09. Juni 2006 - 18:44 Uhr

Vitantonio Liuzzi (22.) hofft auf eine gute Pace im Rennen, während Scott Speed (24.) mit einem schwierigen Wochenende rechnet - volles Programm für Neel Jani

Vitantonio Liuzzi
Vitantonio Liuzzi war heute noch der schnellste Toro-Rosso-Pilot
© xpb.cc

(Motorsport-Total.com) - Für die Scuderia Toro Rosso bestätigte sich in den heutigen Freien Trainings, was bereits im Vorfeld vermutet worden war: Der gedrosselte V10-Motor des italienischen Teams, der in den engen Straßen Monacos vor zwei Wochen noch eine gute Leistung ermöglicht hatte, ist auf der Hochgeschwindigkeitsstrecke von Silverstone unterlegen.

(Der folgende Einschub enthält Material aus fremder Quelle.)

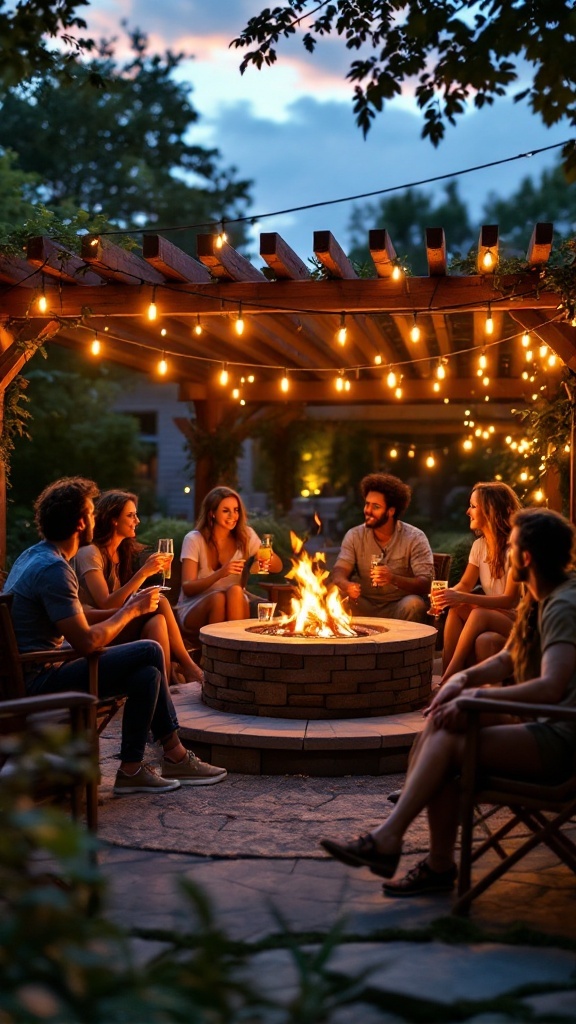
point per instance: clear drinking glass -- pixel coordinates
(166, 547)
(374, 561)
(265, 611)
(437, 586)
(264, 554)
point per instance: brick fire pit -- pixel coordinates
(252, 673)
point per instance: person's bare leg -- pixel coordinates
(479, 621)
(487, 645)
(452, 629)
(177, 647)
(237, 603)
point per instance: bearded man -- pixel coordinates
(398, 586)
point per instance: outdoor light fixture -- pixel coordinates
(342, 331)
(489, 326)
(415, 332)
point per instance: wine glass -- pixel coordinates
(264, 554)
(166, 547)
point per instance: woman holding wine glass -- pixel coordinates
(213, 556)
(107, 577)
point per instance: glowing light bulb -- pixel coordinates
(415, 331)
(342, 330)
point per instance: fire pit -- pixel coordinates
(382, 672)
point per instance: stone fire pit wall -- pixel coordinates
(251, 673)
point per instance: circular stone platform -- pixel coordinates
(383, 673)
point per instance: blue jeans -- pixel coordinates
(131, 670)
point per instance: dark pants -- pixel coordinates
(131, 670)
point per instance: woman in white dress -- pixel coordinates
(213, 557)
(492, 612)
(106, 572)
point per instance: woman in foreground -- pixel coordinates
(213, 556)
(106, 572)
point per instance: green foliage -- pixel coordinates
(123, 148)
(62, 960)
(24, 28)
(450, 53)
(73, 429)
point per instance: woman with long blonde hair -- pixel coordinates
(492, 612)
(213, 556)
(107, 573)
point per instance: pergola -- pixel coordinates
(291, 316)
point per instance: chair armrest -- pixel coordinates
(46, 701)
(480, 706)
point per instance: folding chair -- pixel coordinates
(543, 809)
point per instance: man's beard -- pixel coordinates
(383, 519)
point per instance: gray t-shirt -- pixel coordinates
(45, 590)
(408, 553)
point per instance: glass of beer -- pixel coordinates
(436, 587)
(166, 547)
(264, 554)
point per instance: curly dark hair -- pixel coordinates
(205, 521)
(60, 505)
(108, 508)
(397, 493)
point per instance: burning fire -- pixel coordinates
(318, 611)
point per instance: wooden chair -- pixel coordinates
(540, 808)
(14, 700)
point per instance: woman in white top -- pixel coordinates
(469, 615)
(106, 572)
(213, 557)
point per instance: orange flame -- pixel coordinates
(318, 610)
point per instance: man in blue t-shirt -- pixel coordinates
(46, 612)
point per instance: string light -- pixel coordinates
(489, 326)
(342, 330)
(415, 331)
(239, 323)
(152, 309)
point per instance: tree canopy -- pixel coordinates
(122, 150)
(448, 51)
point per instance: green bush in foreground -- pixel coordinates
(62, 961)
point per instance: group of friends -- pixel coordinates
(508, 630)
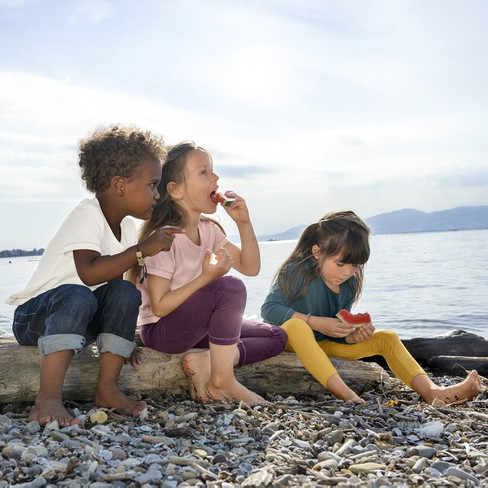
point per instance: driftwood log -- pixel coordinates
(451, 353)
(455, 352)
(162, 374)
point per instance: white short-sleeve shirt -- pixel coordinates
(84, 228)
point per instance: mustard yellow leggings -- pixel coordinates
(314, 355)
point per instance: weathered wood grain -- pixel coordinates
(162, 373)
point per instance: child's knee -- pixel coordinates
(230, 284)
(387, 335)
(73, 303)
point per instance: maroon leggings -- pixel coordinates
(214, 315)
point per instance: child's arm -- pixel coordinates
(163, 301)
(247, 258)
(93, 268)
(326, 325)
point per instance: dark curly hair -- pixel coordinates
(116, 151)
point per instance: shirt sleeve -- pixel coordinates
(83, 229)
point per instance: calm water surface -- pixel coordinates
(420, 285)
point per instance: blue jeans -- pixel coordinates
(71, 316)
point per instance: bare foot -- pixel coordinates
(233, 391)
(464, 391)
(115, 398)
(355, 399)
(49, 409)
(340, 390)
(196, 366)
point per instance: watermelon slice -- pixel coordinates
(218, 197)
(355, 319)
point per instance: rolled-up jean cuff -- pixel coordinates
(60, 342)
(115, 344)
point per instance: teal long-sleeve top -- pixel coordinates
(319, 300)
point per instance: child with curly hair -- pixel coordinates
(77, 295)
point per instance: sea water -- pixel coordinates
(420, 285)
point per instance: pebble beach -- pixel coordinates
(394, 439)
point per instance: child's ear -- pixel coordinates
(118, 185)
(316, 251)
(174, 190)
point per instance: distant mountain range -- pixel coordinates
(411, 220)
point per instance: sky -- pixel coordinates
(305, 105)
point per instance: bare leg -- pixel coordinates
(430, 392)
(339, 389)
(49, 402)
(222, 384)
(196, 366)
(108, 393)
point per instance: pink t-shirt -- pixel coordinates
(181, 264)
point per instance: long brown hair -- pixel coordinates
(167, 211)
(340, 233)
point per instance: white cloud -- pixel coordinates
(90, 11)
(311, 105)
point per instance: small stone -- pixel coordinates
(366, 467)
(99, 417)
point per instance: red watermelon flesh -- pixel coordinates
(224, 200)
(354, 319)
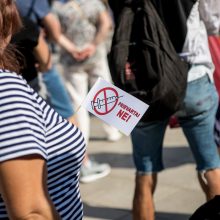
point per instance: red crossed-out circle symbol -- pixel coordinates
(105, 100)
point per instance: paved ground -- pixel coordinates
(178, 193)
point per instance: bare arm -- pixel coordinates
(42, 54)
(23, 188)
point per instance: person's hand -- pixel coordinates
(76, 54)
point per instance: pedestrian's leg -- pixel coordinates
(77, 85)
(143, 205)
(198, 126)
(210, 183)
(59, 97)
(147, 139)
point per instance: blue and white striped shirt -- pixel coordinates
(29, 126)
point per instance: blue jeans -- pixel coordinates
(58, 96)
(196, 117)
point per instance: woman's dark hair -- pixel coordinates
(10, 23)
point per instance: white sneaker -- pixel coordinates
(93, 171)
(114, 136)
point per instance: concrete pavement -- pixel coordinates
(178, 193)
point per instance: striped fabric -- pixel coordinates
(29, 126)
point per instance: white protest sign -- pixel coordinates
(114, 106)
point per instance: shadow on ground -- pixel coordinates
(105, 213)
(173, 157)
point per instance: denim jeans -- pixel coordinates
(196, 117)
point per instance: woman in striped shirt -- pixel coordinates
(40, 152)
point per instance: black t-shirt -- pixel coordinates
(26, 40)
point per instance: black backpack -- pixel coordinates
(141, 39)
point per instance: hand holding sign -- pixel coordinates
(114, 106)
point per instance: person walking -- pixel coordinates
(86, 24)
(40, 152)
(186, 23)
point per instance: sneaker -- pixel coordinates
(93, 171)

Die beiden Stammpiloten des Teams, Vitantonio Liuzzi und Scott Speed, gingen heute in der ersten Session jeweils nur für eine Installationsrunde auf die Strecke, in der zweiten Trainingseinheit war dann Liuzzi auf Rang 22 mit einem Rückstand von 2,930 Sekunden auf die Spitze noch der schnellste Pilot des Teams. Speed, der sich überdies in der zweiten Session einen Dreher leistete, landete mit einem Rückstand von 3,085 Sekunden zwei Plätze dahinter, Testpilot Neel Jani landete mit einer weiteren halben Sekunde Abstand auf Rang 26.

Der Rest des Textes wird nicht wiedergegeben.